Hi guys, I'm glad I found this site. I recently bought a home and a vintage Toro 521. The Tecumseh runs great and usually starts on the first pull. I changed the oil and ordered a backup of each belt just incase. Friends recommended getting extra shear bolts but I dont see them available. Does this model not use them? 
Also if anyone could provide advice on trouble areas or things to look out for wirh with this machine. I ordered an impeller kit on eBay today. The impeller on this toro sems to have thicker metal than most other machines out there. Has anyone installed the impeller kit on theirs. All advice is appreciated.

Bill in NJ


----------



## UNDERTAKER (Dec 30, 2013)

TORO does not use those BLOODY SHEAR PINS. only grade 5 bolts. I use stainless steel. so they don't rot in there.


----------



## UNDERTAKER (Dec 30, 2013)

OLD DOC DETROIT is the man that knows all their little quirks. so when he graces us with his every knowing appearance here. you will have the answers you seek. ALOHA from the frozen TUNDRA.


----------



## detdrbuzzard (Jan 20, 2012)

lucky for us that the 521 is just a smaller version of the larger two stage toro's and just as tough. drop the trans pan and lube up everything in there that should be lubed. if you need an owners manual its free on toro's website and there is a service manual here on the forum. a friend of mine has my 521R, I talked to him last nite after the 14" of snow ( plus drifts ) we got sunday. he said the 521 had no problems moving the snow. my 521E is having the impeller kit installed


----------



## time2time (Jan 8, 2015)

This one is not that old as 521's go, it looks like an '89. With a minimum of basic care, a Toro like that can last virtually forever. You will find lots of information and some very knowledgeable and helpful people here. Welcome.


----------



## detdrbuzzard (Jan 20, 2012)

time2time said:


> This one is not that old as 521's go, it looks like an '89. With a minimum of basic care, a Toro like that can last virtually forever. You will find lots of information and some very knowledgeable and helpful people here. Welcome.

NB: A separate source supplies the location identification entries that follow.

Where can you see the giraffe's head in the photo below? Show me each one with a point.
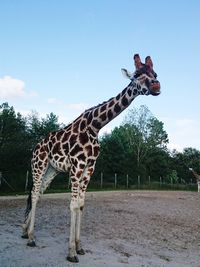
(145, 78)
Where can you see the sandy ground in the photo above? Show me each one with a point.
(119, 229)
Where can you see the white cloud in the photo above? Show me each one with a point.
(13, 88)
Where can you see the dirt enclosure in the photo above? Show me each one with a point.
(119, 229)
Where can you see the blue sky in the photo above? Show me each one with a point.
(65, 56)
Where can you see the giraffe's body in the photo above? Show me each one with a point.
(197, 176)
(75, 149)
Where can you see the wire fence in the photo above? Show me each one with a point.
(100, 182)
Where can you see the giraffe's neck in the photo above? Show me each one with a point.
(102, 114)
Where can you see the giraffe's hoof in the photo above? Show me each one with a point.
(25, 236)
(80, 252)
(72, 259)
(31, 243)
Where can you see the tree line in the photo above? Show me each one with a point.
(137, 147)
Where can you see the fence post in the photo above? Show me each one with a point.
(101, 180)
(69, 182)
(138, 180)
(115, 180)
(127, 181)
(26, 184)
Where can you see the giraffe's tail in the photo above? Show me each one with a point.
(29, 203)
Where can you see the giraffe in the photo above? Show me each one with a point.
(74, 149)
(197, 176)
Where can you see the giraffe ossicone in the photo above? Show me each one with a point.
(75, 149)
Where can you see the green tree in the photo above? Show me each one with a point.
(145, 134)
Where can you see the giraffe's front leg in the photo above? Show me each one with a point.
(72, 255)
(79, 248)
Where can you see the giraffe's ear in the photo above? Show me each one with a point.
(127, 74)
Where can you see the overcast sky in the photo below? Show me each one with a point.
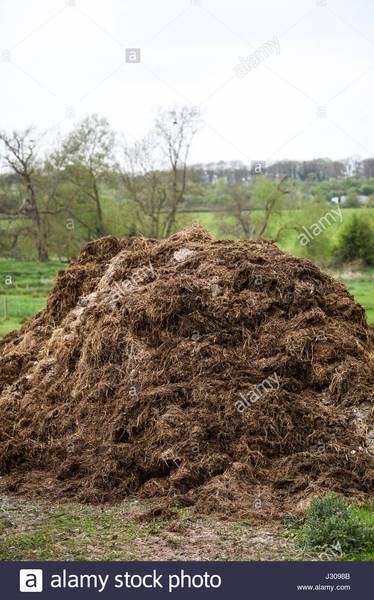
(61, 60)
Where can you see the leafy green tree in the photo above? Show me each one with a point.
(356, 242)
(87, 157)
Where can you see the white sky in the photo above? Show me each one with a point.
(60, 60)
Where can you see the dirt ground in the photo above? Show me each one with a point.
(40, 530)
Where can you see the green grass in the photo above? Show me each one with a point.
(69, 532)
(363, 291)
(333, 530)
(26, 285)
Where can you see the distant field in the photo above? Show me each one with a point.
(24, 287)
(218, 224)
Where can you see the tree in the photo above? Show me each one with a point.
(145, 184)
(356, 242)
(175, 129)
(251, 207)
(87, 156)
(154, 170)
(21, 157)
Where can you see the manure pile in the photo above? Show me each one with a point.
(221, 374)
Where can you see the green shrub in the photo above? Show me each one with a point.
(332, 522)
(356, 242)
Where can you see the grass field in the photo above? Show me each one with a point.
(24, 287)
(38, 530)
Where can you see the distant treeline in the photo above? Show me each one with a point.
(92, 182)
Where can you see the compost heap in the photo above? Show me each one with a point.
(202, 372)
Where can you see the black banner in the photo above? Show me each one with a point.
(220, 580)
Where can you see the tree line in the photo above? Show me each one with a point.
(93, 182)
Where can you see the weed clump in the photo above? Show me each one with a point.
(331, 522)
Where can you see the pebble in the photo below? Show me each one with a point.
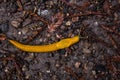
(15, 24)
(4, 27)
(86, 51)
(24, 68)
(68, 23)
(77, 64)
(75, 19)
(24, 30)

 i just looked it up and you are correct it is a 1989


----------



## micah68kj (Oct 8, 2011)

Welcom from the Keystone state. 
I'm the very happy owner of a Toro 521 too. They are great machines and as was pointed outin an earlier post. They'll last forever.


----------



## classiccat (Mar 1, 2014)

Welcome to club *Toro* Bill!!!

great machine you have there!


----------



## ToroGuy (Jan 12, 2014)

Welcome to the club, I also have a '89 521 and its an absolute beauty. Used it yesterday in about a foot of powder no problems.


----------



## joee5 (Nov 30, 2014)

Welcome from the Garden State


----------



## Ray 1962 10ML60 (Oct 14, 2011)

Welcome to the forum. Beautiful machine you picked up there, I would love to pick one of those smaller Toro's for my son to use and follow me with. Great grab!


----------